As a railway fan, an unforgettable moment was visiting Tianjin Railway Station to take a high-seed train the short distance to Wuqing. Wuqing, in recent years,  has become a major residential area for commuters to both Tianjin and Beijing. On board I reflected about travelling on one of the very first such trains between Beijing and Tianjin in August 2008. I would learn during  that visit more about  expansion of the railway network around Tianjin. This will include a link presently  under construction between Tianjin West Station and Daxing International Airport, with onward travel to Beijing West. 

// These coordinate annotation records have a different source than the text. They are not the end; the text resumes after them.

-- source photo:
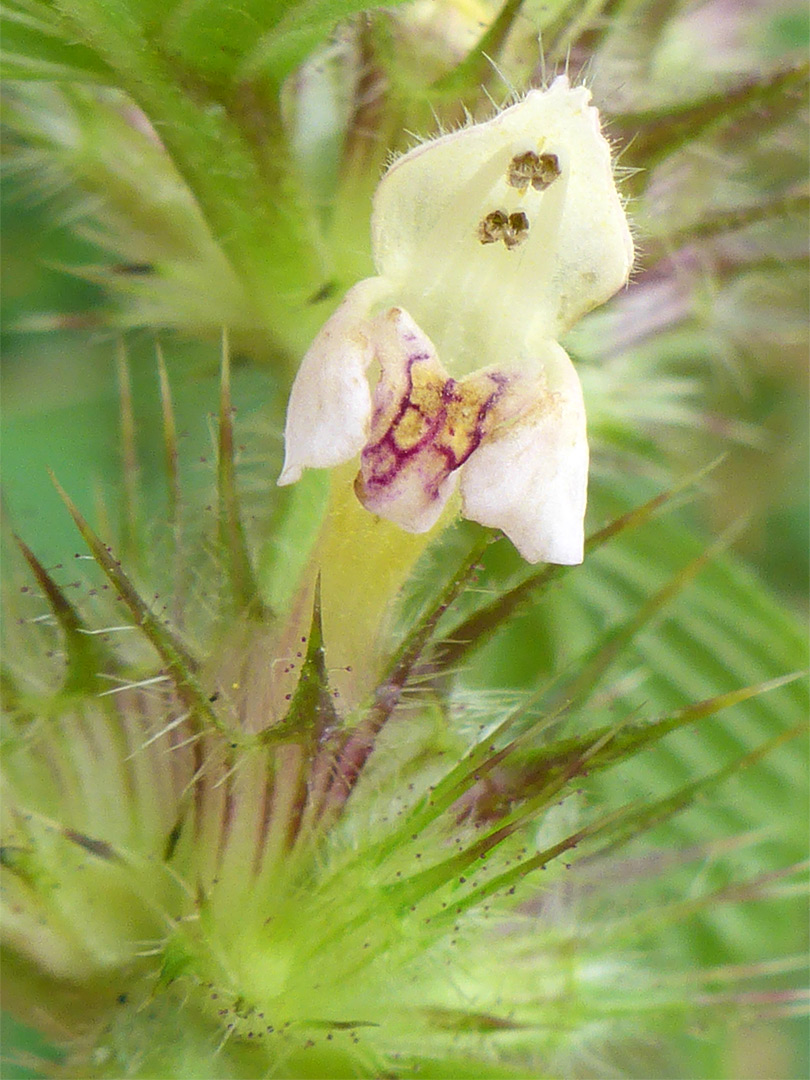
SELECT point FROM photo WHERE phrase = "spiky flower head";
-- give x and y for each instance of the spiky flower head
(289, 791)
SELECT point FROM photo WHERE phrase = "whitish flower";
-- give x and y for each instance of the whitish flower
(489, 244)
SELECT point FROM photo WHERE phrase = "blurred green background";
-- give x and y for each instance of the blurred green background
(61, 412)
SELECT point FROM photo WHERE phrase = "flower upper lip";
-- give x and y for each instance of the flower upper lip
(489, 243)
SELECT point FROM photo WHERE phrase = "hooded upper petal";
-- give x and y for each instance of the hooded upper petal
(543, 167)
(529, 478)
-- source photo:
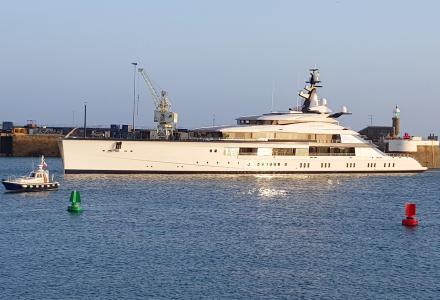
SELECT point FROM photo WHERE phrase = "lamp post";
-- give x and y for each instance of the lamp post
(134, 96)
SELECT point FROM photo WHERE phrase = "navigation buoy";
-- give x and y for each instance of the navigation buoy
(410, 212)
(75, 202)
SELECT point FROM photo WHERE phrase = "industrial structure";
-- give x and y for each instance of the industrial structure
(166, 119)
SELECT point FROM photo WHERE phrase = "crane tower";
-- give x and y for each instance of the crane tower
(166, 119)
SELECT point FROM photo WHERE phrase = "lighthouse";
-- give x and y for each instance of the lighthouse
(396, 121)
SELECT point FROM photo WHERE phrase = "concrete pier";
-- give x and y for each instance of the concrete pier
(29, 145)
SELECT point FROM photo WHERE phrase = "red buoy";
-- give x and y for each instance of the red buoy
(410, 212)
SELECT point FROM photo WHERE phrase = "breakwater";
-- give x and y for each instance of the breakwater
(29, 145)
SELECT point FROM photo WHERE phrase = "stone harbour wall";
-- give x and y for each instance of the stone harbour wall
(35, 145)
(428, 156)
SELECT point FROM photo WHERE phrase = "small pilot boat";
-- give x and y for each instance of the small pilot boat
(37, 180)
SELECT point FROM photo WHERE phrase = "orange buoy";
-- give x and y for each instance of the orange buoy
(410, 212)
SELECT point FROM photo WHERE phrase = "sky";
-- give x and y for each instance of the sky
(218, 60)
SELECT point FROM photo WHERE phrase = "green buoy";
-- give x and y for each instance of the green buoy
(75, 202)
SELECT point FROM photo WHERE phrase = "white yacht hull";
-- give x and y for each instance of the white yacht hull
(101, 156)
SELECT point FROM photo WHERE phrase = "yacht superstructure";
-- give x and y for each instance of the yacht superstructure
(306, 139)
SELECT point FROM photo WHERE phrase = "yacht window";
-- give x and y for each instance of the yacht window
(248, 151)
(283, 151)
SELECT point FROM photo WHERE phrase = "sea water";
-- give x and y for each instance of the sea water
(218, 236)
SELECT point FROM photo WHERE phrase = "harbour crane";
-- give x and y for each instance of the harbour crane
(166, 119)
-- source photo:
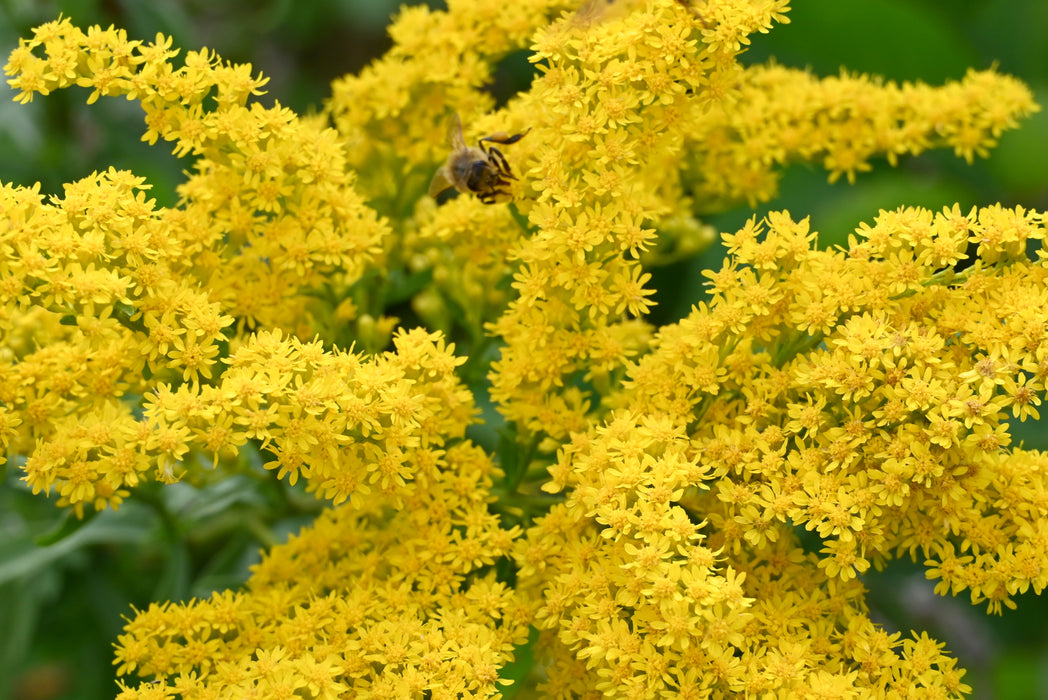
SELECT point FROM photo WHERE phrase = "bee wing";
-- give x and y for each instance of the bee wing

Jiefang Bridge and Haihe River - an historic icon of Tianjin 

Filming also occurred at Wudadao with its delightful tree-lined boulevards and and villa-like residences where many famed people stayed in the early 20th century. There, at Minyuan Stadium we visited  ‘Five Avenues’ History Museum where I was shown around by a very knowledgeable Tianjin lady, Liu Chunfen. What was particularly fascinating for me was a section featuring a ‘Son of Tianjin’, Eric Liddell, known as ‘The Flying Scotsman’ and  gold medal winner during the Paris 1924 Olympic Games. Liddell was born in Tianjin on  January 16 1908 to Scottish parents. After his years both studying at Scotland’s  University of Edinburgh and participating in the Olympics, he returned to China, where his heart and passion was.

Wudadao is particularly busy at the weekends with many, mostly younger people coming to enjoy its tranquility, great cafes and restaurants. For me, a superb area to do more photography. Indeed while there I noticed again how much busier Tianjin has become now that travel has restarted.

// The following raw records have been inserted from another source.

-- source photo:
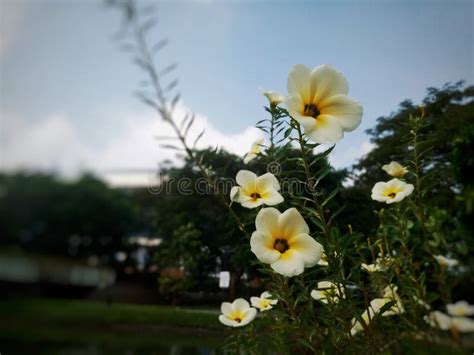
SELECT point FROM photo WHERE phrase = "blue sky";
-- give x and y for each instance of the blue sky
(66, 89)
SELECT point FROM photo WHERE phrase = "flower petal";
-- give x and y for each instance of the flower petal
(262, 246)
(249, 157)
(240, 305)
(327, 130)
(347, 111)
(249, 316)
(226, 321)
(325, 82)
(251, 203)
(309, 249)
(246, 179)
(234, 193)
(291, 223)
(271, 198)
(266, 221)
(267, 181)
(226, 308)
(298, 82)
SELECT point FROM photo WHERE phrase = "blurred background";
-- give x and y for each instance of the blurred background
(97, 242)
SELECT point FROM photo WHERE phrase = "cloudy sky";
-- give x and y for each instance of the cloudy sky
(66, 90)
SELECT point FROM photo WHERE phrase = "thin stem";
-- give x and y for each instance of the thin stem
(167, 115)
(309, 177)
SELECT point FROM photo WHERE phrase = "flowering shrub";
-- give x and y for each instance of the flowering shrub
(328, 288)
(325, 303)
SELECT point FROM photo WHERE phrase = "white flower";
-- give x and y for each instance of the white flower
(381, 264)
(255, 149)
(324, 260)
(256, 191)
(371, 267)
(446, 262)
(264, 302)
(395, 169)
(318, 101)
(367, 316)
(439, 320)
(460, 308)
(274, 98)
(392, 191)
(237, 313)
(328, 292)
(282, 240)
(442, 321)
(390, 294)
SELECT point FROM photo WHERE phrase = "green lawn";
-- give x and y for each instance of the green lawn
(58, 327)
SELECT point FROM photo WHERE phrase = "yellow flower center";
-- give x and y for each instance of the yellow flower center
(236, 316)
(281, 245)
(311, 110)
(255, 196)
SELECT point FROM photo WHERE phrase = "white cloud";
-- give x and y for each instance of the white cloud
(54, 143)
(12, 14)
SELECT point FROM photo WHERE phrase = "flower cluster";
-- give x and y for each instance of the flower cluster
(320, 111)
(240, 313)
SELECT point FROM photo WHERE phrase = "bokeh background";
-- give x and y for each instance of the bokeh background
(86, 232)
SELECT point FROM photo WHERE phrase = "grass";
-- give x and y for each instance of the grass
(100, 313)
(45, 326)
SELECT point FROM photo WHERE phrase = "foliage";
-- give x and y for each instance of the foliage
(448, 134)
(385, 283)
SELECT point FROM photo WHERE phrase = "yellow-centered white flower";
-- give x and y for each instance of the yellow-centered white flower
(283, 241)
(328, 292)
(264, 302)
(460, 308)
(395, 169)
(255, 149)
(446, 262)
(381, 264)
(237, 313)
(274, 98)
(392, 191)
(370, 268)
(256, 190)
(318, 101)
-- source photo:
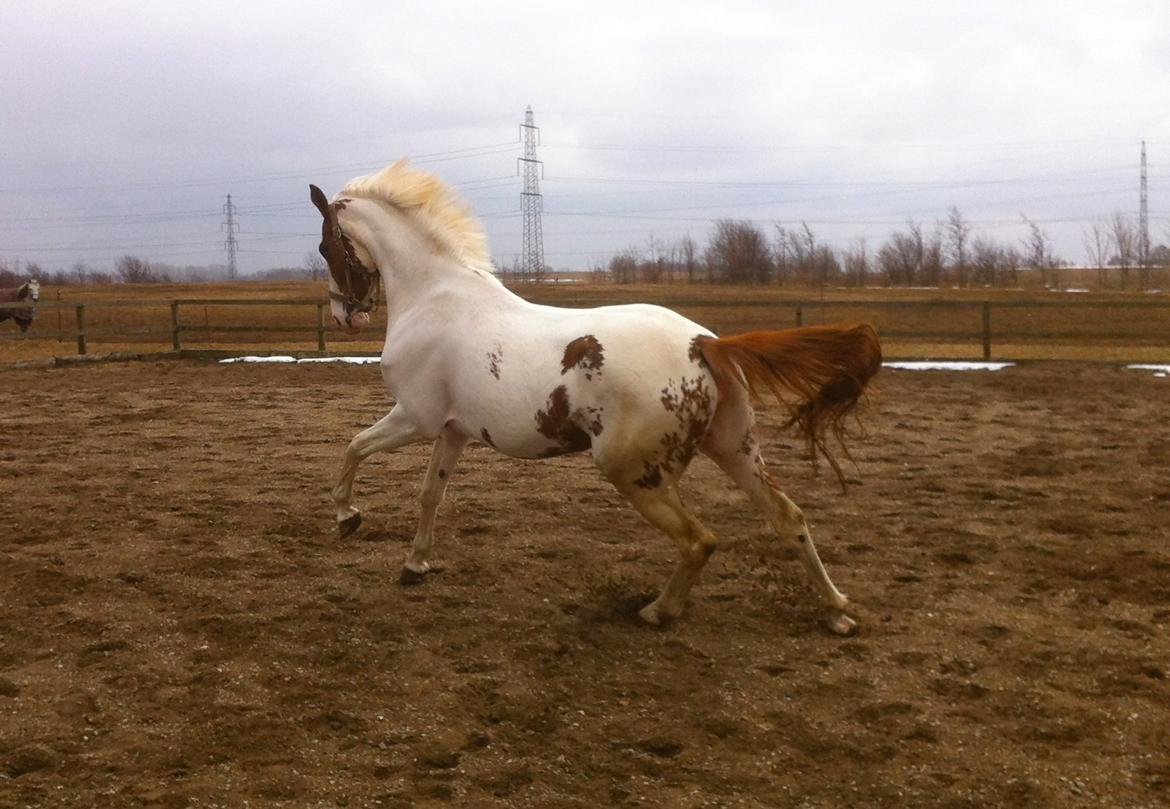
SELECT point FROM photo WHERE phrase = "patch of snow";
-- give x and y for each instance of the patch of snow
(1158, 370)
(945, 365)
(283, 358)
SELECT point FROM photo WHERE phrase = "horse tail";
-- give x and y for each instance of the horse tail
(817, 372)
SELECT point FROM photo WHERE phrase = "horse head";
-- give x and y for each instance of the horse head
(29, 290)
(352, 285)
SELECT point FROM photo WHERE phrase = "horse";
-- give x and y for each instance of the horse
(28, 292)
(640, 386)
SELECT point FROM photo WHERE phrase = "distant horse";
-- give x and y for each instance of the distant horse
(27, 293)
(639, 385)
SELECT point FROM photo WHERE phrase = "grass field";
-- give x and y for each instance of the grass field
(1024, 324)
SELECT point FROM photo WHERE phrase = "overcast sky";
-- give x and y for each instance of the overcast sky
(124, 125)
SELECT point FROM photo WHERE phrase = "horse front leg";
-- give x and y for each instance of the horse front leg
(390, 432)
(446, 454)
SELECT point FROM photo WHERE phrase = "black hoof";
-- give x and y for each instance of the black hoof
(411, 577)
(349, 525)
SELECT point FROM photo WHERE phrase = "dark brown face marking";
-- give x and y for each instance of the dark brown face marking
(556, 422)
(585, 352)
(494, 357)
(351, 276)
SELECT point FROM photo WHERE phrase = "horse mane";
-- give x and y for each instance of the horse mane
(435, 206)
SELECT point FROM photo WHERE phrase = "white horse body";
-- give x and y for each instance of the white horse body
(477, 379)
(640, 386)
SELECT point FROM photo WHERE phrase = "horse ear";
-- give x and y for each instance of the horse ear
(318, 198)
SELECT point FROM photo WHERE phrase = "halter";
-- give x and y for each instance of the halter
(344, 265)
(351, 267)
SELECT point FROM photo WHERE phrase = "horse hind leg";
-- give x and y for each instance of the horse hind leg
(390, 432)
(742, 461)
(448, 447)
(662, 508)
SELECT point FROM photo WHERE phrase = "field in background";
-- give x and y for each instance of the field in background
(1024, 324)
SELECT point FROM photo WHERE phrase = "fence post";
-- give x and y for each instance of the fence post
(986, 330)
(81, 328)
(176, 326)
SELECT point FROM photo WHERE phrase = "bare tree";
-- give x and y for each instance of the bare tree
(738, 252)
(986, 259)
(857, 264)
(958, 232)
(688, 249)
(132, 269)
(1038, 252)
(1095, 239)
(1124, 245)
(624, 266)
(900, 259)
(315, 265)
(782, 254)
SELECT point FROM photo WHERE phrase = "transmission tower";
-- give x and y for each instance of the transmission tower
(1143, 219)
(232, 227)
(531, 203)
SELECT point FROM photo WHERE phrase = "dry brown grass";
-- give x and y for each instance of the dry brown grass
(1026, 324)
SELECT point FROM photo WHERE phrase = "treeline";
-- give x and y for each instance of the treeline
(943, 253)
(135, 269)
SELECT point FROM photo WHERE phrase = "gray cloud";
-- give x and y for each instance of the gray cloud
(124, 128)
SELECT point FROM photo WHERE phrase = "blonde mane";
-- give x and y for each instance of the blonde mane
(433, 205)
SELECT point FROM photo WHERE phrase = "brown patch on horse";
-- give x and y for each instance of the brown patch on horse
(494, 357)
(693, 405)
(652, 478)
(695, 352)
(556, 422)
(585, 352)
(818, 372)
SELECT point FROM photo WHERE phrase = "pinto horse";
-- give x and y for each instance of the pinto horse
(27, 294)
(640, 386)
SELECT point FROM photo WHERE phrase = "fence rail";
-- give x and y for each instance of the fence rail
(972, 321)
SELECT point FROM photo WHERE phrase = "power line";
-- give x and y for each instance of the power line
(232, 228)
(531, 203)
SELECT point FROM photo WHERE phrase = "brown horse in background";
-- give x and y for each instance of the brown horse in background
(28, 293)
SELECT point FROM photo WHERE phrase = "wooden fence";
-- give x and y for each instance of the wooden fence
(978, 323)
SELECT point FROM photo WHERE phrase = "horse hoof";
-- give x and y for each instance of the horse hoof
(842, 624)
(349, 525)
(653, 615)
(410, 577)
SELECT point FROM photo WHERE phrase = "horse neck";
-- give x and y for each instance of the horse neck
(412, 266)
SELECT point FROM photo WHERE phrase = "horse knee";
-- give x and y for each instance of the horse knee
(700, 547)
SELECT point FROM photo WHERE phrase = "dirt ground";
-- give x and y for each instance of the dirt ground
(180, 625)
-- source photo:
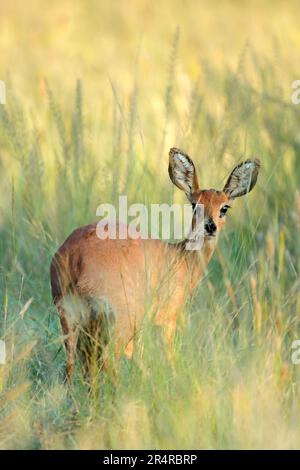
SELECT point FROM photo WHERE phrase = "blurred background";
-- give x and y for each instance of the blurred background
(96, 94)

One other fascinating location for filming was the antique market along Shenyang Road, deep within the narrower lanes of Old Tianjin. Great fun chatting with the stall holders discussing about what many of the artifacts on sale were and how much they cost, although I was not buying, simply talking for the filming!


Wuqing Railway Station with train about to depart towards Tianjin

Tianjin today offers many excellent dining experiences. I was taken to a traditional local restaurant at Wudadao within a former villa, to sample some delicious local specialities. However, there were new restaurants opening which have added to the attractiveness of the city for visitors. One, an increasingly  popular pizza restaurant  at Riverside 66 Mall,  was for me particularly interesting with its outdoor terrace offering views down onto Jin Jie. To my joy, the DangDang Che ringing its distinctive bell  proceeded below where I was standing.

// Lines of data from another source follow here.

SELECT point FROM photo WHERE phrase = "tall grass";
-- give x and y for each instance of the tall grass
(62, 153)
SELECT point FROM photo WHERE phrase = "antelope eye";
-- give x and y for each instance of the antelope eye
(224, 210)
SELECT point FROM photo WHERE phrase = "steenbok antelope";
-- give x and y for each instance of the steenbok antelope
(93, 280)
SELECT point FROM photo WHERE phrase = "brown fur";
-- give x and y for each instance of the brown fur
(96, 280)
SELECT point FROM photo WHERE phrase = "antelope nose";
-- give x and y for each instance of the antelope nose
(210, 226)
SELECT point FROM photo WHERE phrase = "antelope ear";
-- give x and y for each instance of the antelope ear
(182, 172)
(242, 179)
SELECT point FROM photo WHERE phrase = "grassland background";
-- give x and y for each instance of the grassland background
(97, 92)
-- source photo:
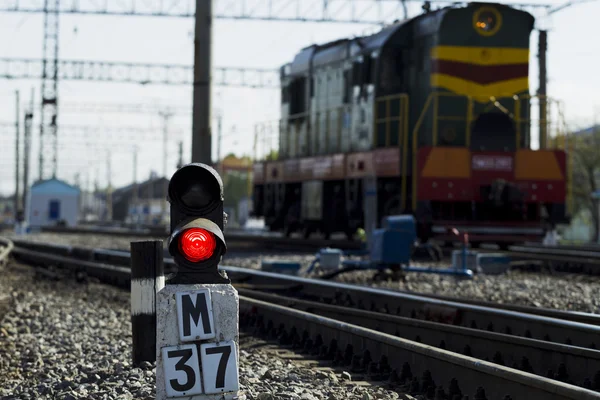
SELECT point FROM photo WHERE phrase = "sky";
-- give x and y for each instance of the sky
(89, 141)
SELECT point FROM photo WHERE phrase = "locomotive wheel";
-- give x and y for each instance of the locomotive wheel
(287, 230)
(306, 231)
(392, 206)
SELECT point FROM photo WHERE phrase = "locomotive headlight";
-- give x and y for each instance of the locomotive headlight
(487, 20)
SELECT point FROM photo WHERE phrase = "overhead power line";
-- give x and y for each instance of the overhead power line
(329, 11)
(163, 74)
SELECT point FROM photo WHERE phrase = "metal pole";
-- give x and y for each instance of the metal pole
(542, 48)
(17, 157)
(108, 188)
(180, 164)
(147, 278)
(27, 150)
(219, 136)
(163, 202)
(135, 186)
(201, 131)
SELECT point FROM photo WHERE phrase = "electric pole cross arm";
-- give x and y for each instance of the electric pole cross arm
(198, 309)
(140, 73)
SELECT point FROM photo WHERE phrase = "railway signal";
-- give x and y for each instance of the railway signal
(197, 311)
(197, 220)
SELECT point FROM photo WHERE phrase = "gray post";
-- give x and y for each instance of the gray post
(147, 278)
(201, 131)
(28, 124)
(542, 48)
(17, 158)
(370, 207)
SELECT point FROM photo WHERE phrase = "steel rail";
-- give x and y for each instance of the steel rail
(405, 359)
(233, 237)
(399, 358)
(120, 257)
(533, 325)
(576, 365)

During my time in Tianjin, noticeably winter was giving way to spring. Migratory gulls were returning to the Haihe on their annual stopover from warmer winter stays in east central China as they head back up to northern Russia. Indeed for me, the gulls are just one of the many attractions I would watch and photograph while walking along the landscaped banks of the river. Indeed photographs along the Haihe will feature prominently in a forthcoming photo exhibition based on my work recording many aspects of this city.

Although I have visited Tianjin many times, it was indeed pleasurable to be back in the city. It was also fulfilling to share my work and experiences in a way hopefully that will help increase an awareness of Tianjin. A city where throughout periods  of its history, east meets west as can be seen from its stunning architecture.

It is true that ‘absence does make the heart feel fonder’. However I hope now I will not be away from Tianjin for any lengthy period again. Indeed this visit I felt indeed brought me closer than ever to Tianjin and it’s people.